Skąd to wiadomo? To wnioski z badań prowadzonych przez Adama Jarniewskiego (autora książki "Nie mieszkam w igloo") i Agatę Lubowicką. Szczegółowo opisali je na blogu Poznaj Grenlandię.
Ale od początku.
Książka "Anaruk. Chłopiec z Grenlandii" opowiada o życiu 12-letniego Eskimosa. Centkiewicz, który miał podróżować po krajach polarnych, opisuje w niej, jak się zaprzyjaźnił z chłopcem i jak wygląda życie w tamtejszych warunkach. Na okładce publikacji miał nawet umieścić jego zdjęcie.
Okazuje się jednak, jak podają Jarniewski i Lubowicka, że Eskimos nie mógł mieć na imię Anaruk, bo słowo to po przetłumaczeniu oznacza "s*aj to" (prawdopodobnie powinno brzmieć Amaroq, co w języku grenlandzkim oznacza "wilk"). Po drugie, fotografii wcale nie wykonał Czesław Centkiewicz. To fotos z filmu "Palos brudefærd" ("Wyprawa po narzeczoną") z 1934 r.
Kim zatem jest roześmiany chłopiec ze zdjęcia, które począwszy od roku 1952 zdobi okładki pięciu różnych wydań książki w oficynie Nasza Księgarnia? – pytają autorzy bloga.
To Simeon Ferdinand Noa Umeerinneq Larsen, syn Thorvalda i Frederikke, który urodził się 25 lutego 1923 roku w Pikiiddi. Potem zginął w lawinie w wieku 24 lat.

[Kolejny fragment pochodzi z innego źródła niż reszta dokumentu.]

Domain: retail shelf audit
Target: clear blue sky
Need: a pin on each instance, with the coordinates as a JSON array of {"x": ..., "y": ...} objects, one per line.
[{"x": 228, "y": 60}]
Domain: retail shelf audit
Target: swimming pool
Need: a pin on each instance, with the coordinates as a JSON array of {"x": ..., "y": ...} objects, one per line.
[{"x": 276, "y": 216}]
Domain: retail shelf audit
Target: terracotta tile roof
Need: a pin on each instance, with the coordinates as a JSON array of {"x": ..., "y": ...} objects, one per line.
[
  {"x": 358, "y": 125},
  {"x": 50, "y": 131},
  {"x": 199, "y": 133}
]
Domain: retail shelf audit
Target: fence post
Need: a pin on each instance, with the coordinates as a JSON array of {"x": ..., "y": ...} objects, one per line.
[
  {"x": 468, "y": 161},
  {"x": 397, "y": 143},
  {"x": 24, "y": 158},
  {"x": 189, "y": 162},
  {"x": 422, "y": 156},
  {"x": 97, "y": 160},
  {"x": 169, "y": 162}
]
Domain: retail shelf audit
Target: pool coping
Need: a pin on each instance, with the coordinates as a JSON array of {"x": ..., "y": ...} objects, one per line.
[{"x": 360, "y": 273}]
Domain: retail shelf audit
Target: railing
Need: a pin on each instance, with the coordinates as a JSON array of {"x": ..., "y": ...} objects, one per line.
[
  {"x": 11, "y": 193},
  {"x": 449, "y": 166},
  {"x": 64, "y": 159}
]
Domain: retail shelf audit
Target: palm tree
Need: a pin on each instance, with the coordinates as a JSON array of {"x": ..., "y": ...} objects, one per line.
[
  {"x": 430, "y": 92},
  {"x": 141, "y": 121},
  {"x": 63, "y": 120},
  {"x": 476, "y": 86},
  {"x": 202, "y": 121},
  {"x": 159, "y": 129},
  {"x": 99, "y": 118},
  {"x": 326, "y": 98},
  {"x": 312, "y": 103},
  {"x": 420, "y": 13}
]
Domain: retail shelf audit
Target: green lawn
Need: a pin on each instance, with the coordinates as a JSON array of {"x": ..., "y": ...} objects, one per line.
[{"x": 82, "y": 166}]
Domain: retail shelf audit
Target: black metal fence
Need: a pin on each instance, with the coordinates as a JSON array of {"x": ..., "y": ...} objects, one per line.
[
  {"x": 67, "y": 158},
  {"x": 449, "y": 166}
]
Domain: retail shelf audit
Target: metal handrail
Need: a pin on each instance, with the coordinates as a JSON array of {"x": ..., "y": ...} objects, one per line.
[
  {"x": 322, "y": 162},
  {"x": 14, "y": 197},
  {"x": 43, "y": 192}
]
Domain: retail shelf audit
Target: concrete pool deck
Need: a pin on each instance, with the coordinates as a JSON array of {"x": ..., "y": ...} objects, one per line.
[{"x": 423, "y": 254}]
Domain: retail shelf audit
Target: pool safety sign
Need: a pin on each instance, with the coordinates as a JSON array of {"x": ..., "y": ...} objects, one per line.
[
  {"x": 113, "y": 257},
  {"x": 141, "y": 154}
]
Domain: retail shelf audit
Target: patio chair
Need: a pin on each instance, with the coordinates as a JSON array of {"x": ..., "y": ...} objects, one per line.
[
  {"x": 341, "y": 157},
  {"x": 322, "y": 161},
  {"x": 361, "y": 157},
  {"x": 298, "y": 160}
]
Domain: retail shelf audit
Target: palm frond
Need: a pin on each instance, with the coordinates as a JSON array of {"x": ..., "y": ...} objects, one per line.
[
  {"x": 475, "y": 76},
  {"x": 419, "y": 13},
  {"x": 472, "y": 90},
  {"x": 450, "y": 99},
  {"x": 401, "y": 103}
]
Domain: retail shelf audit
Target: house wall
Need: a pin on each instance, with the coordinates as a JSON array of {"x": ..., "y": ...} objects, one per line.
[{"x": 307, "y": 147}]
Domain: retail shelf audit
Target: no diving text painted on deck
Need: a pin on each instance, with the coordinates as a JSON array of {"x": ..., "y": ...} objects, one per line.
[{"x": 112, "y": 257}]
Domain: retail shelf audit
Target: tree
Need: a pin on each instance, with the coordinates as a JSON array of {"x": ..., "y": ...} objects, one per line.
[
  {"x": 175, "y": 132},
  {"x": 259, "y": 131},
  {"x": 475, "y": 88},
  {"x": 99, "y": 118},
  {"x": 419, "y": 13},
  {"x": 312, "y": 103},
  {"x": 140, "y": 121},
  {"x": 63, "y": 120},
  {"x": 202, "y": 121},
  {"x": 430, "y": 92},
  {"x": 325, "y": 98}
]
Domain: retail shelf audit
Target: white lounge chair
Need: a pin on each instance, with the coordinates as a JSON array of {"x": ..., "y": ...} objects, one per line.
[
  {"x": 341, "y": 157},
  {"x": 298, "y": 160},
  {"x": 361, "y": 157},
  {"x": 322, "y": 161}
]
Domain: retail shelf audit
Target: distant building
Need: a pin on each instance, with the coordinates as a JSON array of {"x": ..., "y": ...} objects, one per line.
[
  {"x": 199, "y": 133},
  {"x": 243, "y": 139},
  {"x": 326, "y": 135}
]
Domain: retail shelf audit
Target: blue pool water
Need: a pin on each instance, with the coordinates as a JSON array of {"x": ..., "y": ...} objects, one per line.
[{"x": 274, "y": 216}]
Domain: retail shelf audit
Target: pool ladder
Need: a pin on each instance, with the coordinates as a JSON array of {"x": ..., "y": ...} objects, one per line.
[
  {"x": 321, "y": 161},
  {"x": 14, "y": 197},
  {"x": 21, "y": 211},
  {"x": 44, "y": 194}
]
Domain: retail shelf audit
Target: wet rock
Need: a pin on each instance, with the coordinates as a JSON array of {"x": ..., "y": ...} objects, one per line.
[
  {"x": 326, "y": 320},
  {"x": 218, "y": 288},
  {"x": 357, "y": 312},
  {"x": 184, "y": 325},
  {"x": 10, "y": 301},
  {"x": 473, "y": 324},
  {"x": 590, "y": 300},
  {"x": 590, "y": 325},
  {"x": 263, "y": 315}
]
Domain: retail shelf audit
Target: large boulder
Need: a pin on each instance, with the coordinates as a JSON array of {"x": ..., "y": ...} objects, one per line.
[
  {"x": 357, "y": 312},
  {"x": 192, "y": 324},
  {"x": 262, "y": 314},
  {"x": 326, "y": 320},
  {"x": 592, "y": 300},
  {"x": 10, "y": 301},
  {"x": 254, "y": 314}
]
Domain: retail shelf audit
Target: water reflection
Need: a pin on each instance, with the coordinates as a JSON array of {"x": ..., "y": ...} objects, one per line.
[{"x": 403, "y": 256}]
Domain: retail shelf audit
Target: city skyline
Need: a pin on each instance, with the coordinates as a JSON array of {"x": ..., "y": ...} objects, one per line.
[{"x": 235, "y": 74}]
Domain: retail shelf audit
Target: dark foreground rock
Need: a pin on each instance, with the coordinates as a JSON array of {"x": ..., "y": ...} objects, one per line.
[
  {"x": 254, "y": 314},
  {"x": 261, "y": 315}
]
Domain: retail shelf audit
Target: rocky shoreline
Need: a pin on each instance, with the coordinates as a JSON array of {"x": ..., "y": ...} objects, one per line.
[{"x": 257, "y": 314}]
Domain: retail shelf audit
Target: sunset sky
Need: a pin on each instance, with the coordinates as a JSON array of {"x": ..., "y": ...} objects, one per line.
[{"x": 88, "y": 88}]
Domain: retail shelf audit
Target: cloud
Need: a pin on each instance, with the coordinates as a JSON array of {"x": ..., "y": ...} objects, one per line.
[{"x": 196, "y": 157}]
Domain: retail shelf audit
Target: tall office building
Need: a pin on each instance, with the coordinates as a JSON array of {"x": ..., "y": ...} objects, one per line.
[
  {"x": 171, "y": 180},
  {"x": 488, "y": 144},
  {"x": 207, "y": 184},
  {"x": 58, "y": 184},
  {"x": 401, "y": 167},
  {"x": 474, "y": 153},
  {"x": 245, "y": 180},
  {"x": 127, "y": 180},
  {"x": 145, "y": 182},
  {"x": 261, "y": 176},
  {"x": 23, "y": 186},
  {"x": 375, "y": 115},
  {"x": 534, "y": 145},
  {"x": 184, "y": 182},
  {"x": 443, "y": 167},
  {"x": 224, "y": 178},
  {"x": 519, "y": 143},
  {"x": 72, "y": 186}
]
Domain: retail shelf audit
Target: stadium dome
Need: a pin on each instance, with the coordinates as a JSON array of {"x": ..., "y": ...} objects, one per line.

Nasz bohater umarł, zanim książka o Anaruku zdążyła zyskać swą ogromną popularność i szturmem wtargnąć do polskich szkół. Również nikt z rodziny nie wiedział, że młodzi czytelnicy w Polsce mają go za dobrego znajomego, a może nawet przyjaciela niejakiego Czesława Centkiewicza, który rzekomo obserwował życie jego rodziny i współmieszkańców – można też przeczytać na blogu.